All rules live in agents/rules/ and are organized by topic:

FileScopeWhat It Covers
safety.mdAll filesNo secrets, no history rewriting, public repo safety
allowed-content.mdAll filesWhat types of content can be committed to ai-meta
commit-conventions.mdAll filesCommit message prefix format and conventions
memory-workflow.mdmemory/**, scripts/**How to create, compact, and curate memory entries
submodules.mdrepos/**How to work with git submodules safely
logging.mdService reposStructured logging conventions for NoETL services
ops-deploy.mdrepos/ops, repos/noetlNoETL image build, deploy, and release workflow

Rules that include YAML frontmatter with path or globs fields are path-scoped — they only apply when working in matching directories. This keeps the agent's context focused and relevant.


Skills reference

Skills are workflow definitions that describe step-by-step procedures. In Claude Code, they become slash commands.
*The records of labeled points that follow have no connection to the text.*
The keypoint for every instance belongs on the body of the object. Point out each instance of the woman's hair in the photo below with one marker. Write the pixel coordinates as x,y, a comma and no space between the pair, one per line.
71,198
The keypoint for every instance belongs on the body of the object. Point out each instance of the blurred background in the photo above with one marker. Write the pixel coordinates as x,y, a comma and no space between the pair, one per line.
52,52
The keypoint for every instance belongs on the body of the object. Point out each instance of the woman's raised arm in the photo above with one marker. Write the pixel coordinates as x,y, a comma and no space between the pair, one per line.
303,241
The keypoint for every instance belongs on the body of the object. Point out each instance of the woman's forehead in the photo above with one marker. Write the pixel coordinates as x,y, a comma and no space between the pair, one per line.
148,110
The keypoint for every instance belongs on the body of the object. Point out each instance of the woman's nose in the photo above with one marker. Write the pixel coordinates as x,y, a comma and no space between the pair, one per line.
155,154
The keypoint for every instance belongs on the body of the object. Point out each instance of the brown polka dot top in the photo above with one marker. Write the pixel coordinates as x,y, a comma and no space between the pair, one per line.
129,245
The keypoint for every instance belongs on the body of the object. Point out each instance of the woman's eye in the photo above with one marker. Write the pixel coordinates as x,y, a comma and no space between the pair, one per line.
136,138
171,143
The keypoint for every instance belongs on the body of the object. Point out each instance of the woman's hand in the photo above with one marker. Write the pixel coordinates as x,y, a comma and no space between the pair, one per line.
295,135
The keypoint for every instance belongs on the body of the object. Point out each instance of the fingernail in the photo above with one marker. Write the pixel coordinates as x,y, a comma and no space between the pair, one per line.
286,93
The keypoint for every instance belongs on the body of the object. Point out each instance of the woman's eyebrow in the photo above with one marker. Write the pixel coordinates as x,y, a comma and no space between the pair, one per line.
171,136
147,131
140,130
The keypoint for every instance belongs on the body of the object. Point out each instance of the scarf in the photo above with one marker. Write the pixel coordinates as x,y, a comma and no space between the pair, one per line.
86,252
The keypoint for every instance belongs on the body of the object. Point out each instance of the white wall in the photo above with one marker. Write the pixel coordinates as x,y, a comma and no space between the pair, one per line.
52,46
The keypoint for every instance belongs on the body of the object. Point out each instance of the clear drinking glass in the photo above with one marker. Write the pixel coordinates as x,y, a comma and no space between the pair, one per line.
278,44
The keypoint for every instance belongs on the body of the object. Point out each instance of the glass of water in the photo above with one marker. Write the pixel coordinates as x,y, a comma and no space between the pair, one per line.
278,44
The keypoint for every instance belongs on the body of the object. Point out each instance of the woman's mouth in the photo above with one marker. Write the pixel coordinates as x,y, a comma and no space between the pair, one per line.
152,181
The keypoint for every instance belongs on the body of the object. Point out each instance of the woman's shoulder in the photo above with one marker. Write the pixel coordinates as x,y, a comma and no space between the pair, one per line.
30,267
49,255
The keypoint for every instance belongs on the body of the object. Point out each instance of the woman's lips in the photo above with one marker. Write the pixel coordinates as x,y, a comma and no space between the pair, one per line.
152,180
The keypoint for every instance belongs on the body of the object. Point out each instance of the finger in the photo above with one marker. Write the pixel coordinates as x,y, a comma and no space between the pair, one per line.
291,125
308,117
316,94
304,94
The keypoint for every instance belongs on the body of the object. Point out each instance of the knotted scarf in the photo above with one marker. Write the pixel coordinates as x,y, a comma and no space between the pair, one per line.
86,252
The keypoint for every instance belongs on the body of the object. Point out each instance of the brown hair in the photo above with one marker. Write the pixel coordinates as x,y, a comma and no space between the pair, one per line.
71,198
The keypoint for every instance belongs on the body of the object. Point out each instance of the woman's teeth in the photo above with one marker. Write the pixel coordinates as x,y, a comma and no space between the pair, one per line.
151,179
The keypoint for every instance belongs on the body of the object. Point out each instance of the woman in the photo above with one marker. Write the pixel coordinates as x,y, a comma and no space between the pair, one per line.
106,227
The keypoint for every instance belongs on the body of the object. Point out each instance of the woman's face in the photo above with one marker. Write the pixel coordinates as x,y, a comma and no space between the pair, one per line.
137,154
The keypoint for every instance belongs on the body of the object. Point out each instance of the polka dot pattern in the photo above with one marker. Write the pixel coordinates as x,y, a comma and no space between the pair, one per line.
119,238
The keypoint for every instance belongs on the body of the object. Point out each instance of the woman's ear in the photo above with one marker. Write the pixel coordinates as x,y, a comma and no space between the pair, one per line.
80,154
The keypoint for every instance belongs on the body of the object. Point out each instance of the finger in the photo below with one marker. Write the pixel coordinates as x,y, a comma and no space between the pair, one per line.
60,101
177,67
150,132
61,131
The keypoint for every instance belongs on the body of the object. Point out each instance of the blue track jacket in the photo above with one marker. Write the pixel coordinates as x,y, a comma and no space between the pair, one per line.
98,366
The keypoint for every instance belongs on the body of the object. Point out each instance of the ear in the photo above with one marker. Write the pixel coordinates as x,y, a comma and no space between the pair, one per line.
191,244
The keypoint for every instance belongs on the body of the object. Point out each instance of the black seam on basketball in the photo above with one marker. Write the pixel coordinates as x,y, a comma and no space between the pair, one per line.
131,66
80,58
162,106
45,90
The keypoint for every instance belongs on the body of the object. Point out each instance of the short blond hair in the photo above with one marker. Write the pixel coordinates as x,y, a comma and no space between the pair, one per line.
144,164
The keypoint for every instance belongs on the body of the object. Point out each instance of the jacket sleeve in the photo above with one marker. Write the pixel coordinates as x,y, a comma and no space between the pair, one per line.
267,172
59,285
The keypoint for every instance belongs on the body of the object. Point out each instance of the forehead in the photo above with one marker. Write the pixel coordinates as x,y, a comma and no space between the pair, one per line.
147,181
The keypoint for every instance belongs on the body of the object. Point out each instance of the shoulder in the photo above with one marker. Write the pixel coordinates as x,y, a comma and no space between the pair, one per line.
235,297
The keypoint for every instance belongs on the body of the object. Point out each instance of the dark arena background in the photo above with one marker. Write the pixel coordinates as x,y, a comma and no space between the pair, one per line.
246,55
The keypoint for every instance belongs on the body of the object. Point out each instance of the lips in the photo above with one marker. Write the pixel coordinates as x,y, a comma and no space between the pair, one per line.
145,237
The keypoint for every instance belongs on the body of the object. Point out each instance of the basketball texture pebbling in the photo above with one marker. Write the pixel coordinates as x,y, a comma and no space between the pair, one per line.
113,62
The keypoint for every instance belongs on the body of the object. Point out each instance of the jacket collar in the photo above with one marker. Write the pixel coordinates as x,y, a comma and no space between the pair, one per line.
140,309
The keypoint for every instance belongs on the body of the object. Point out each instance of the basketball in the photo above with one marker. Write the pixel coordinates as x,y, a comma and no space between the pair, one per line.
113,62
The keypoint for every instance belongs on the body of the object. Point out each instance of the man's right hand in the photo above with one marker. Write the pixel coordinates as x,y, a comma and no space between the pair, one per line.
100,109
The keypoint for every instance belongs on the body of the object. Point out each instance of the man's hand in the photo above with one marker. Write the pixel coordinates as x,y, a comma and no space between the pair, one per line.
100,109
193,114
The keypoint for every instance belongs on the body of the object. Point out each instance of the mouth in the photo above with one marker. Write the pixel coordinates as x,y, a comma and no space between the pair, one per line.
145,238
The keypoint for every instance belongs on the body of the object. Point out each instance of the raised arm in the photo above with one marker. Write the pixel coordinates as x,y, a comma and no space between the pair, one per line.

For other agents, they serve as executable runbooks.

SkillArgumentsWhat It Does
memory-add"title" "summary" "tags"Creates a timestamped memory entry, stages, and commits
memory-compact(none)Runs compaction, stages all memory changes, commits
sync-note"topic"Creates a sync note from template, prompts for details, commits
bump-pointer"repo-name"Updates submodule to latest remote SHA, shows diff, commits

Each skill's SKILL.md file contains the exact steps to follow, making them reproducible across any agent.


Profiles reference

Profiles define how a specific agent should behave in the ai-meta context:

ProfileBest For
agents/profiles/claude.mdArchitecture reasoning, documentation, multi-file coordination, memory curation, cross-repo analysis
agents/profiles/codex.mdCode edits, test-driven changes, repo navigation, implementation inside submodules

Both profiles follow the same rules (AGENTS.md + agents/rules/) and write to the same memory pipeline. The memory system is agent-agnostic by design.